Principais descobertas
- Foram identificadas oito regiões no DNA associadas à ME/CFS.
- Essas regiões estão próximas de genes ligados à resposta contra infecções e à regulação do sistema imunológico.
- A presença dessas variações genéticas pode aumentar a susceptibilidade a desenvolver a doença, especialmente após infecções virais ou bacterianas.
- Os achados foram confirmados em outros grandes bancos de dados, como o UK Biobank.
O que os dois estudos mostram juntos
Quando unimos as descobertas, vemos que:
- Há predisposição genética em alguns indivíduos, especialmente em genes relacionados à resposta imune.
- O intestino e o sistema imunológico estão intimamente ligados na evolução da doença.
- O metabolismo energético está alterado, com mudanças no uso de gorduras, ácidos biliares e possivelmente na função mitocondrial.
- A doença é heterogênea — cada pessoa pode ter um conjunto diferente de alterações, exigindo avaliação e manejo individualizados.
Possibilidades de tratamento
Nenhum dos dois estudos testou tratamentos diretamente.

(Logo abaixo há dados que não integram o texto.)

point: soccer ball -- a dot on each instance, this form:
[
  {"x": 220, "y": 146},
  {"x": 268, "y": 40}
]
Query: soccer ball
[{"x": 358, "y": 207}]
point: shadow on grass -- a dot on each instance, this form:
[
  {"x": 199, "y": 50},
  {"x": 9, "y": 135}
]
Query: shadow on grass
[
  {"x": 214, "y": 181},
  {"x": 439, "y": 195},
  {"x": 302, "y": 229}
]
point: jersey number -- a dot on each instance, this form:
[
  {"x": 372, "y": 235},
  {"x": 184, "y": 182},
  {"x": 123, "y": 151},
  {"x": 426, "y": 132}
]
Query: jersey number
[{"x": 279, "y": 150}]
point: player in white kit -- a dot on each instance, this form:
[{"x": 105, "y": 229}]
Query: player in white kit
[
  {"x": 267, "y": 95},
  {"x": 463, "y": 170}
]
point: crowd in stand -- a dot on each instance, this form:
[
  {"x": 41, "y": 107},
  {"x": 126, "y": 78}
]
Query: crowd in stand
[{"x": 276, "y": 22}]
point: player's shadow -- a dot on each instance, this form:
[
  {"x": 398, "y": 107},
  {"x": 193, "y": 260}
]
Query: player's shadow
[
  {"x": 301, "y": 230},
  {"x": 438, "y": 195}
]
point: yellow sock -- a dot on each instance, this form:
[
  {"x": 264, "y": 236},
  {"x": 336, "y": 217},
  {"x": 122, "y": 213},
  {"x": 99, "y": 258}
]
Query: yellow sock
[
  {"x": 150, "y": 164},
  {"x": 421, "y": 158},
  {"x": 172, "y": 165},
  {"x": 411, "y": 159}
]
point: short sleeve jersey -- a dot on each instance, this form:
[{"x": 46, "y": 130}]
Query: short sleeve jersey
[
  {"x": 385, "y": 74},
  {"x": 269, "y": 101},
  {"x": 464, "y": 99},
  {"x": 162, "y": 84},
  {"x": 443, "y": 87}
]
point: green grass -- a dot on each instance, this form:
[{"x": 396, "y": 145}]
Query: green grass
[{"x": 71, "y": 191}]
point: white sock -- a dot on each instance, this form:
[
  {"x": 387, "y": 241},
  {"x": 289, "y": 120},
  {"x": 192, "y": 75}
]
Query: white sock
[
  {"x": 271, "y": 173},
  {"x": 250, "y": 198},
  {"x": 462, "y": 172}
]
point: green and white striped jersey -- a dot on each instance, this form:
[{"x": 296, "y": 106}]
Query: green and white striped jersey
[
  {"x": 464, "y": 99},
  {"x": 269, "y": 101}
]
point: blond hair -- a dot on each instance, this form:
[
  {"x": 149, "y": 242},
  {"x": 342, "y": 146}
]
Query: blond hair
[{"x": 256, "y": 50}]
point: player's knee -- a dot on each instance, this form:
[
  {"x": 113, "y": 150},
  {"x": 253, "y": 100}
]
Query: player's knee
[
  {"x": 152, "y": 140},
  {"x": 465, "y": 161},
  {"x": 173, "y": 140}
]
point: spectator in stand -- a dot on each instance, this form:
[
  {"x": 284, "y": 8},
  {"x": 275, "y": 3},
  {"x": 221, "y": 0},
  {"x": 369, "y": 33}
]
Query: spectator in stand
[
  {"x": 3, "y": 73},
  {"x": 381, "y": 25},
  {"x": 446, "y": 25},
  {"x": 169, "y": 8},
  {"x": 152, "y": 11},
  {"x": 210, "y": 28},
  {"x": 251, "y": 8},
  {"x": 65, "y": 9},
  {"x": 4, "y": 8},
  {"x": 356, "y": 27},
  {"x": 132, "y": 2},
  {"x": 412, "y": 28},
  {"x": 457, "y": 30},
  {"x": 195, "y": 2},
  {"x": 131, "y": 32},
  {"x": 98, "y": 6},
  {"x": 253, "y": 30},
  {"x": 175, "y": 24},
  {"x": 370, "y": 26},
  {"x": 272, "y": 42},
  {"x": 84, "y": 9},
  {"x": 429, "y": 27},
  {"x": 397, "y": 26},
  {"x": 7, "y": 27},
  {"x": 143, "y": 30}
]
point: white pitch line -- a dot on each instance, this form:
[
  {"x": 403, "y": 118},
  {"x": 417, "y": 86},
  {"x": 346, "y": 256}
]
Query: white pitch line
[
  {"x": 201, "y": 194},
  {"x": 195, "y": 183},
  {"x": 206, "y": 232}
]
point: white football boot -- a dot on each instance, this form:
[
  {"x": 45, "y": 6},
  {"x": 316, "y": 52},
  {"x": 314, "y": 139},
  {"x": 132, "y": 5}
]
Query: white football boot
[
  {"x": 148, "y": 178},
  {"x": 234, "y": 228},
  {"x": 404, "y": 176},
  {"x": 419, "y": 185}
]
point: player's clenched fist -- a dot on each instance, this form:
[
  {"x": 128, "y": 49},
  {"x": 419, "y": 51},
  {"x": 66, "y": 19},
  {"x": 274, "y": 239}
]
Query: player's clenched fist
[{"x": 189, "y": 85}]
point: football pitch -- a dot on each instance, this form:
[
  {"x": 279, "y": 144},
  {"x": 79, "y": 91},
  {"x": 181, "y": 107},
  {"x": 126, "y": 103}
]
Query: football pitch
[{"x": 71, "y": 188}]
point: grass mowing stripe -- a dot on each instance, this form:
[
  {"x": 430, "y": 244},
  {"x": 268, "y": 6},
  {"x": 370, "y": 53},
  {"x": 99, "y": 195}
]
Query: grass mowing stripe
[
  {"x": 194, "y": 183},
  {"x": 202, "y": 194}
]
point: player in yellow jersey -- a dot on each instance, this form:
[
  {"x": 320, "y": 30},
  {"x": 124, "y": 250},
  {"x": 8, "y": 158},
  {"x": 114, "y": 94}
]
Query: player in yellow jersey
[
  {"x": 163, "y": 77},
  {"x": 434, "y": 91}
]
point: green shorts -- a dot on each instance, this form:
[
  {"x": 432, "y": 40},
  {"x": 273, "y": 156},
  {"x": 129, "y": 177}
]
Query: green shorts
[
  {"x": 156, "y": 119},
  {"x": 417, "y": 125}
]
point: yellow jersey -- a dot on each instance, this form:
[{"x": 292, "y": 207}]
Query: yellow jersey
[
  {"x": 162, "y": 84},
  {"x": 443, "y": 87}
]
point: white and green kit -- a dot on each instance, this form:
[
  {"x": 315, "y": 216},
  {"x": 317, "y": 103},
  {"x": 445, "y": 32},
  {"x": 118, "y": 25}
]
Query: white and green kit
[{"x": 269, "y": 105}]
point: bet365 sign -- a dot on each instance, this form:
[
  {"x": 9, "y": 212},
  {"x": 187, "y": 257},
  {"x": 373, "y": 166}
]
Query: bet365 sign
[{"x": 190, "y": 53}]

No entanto, ao identificar quais sistemas do corpo estão alterados — intestino, imunidade e metabolismo — abre-se espaço para estratégias que atuem nesses alvos. Uma dessas estratégias, que vem sendo estudada em outras doenças crônicas e inflamatórias, é a dieta paleolítica cetogênica (PKD), desenvolvida pelo grupo húngaro Paleomedicina.
O que é a dieta PKD
A PKD é uma variação da dieta carnívora que segue regras específicas:
- 100% de alimentos de origem animal (carnes, vísceras, ovos e gorduras animais).
- Proporção gordura:proteína de 2:1 em peso, para manter cetose nutricional estável.
- Exclusão total de vegetais, fibras, laticínios com lactose e óleos vegetais.
- Uso de cortes gordos e vísceras para garantir aporte nutricional completo.
- Objetivo: reduzir inflamação, restaurar a integridade intestinal e otimizar a produção de energia celular.
Evidências da Paleomedicina
Embora ainda não haja ensaios clínicos randomizados em ME/CFS, o grupo húngaro publicou séries de casos e relatos clínicos mostrando:
- Remissão sustentada de doenças autoimunes como doença de Crohn, colite ulcerativa e artrite reumatoide.
- Normalização de marcadores inflamatórios (como proteína C reativa) e metabólicos (como glicemia e triglicerídeos).
- Melhora significativa de sintomas neurológicos e de fadiga em alguns casos.
- Recuperação documentada de função intestinal em exames de permeabilidade.
Ligando os achados científicos da ME/CFS aos mecanismos da PKD
1. Intestino e microbioma
- Evidência: Disbiose, alteração de ácidos biliares e piora de sintomas.
- PKD: Elimina fibras e antinutrientes, estabiliza microbioma, melhora integridade intestinal.
2. Sistema imunológico
- Evidência: Ativação de células MAIT e γδT e produção elevada de citocinas inflamatórias.
- PKD: Reduz gatilhos alimentares inflamatórios, mantém glicemia estável, modula imunidade via cetose.
3. Metabolismo energético e mitocôndrias
- Evidência: Alterações no uso de gorduras e glicose, possível disfunção mitocondrial.
- PKD: Fornece corpos cetônicos como energia eficiente, reduz estresse oxidativo e aumenta clareza mental.
4. Susceptibilidade genética
- Evidência: Genes ligados à resposta imune e infecções.
- PKD: Modula expressão gênica via epigenética e reduz inflamação sistêmica.
Conclusão
A ME/CFS é uma doença real, com alterações biológicas bem documentadas em genética, imunidade, metabolismo e microbioma. A dieta PKD, embora ainda não testada diretamente em grandes estudos clínicos para essa condição, apresenta mecanismos e resultados em outras doenças que sugerem potencial para trazer benefícios. Trata-se de uma estratégia promissora, que deve ser aplicada com acompanhamento profissional e adesão rigorosa.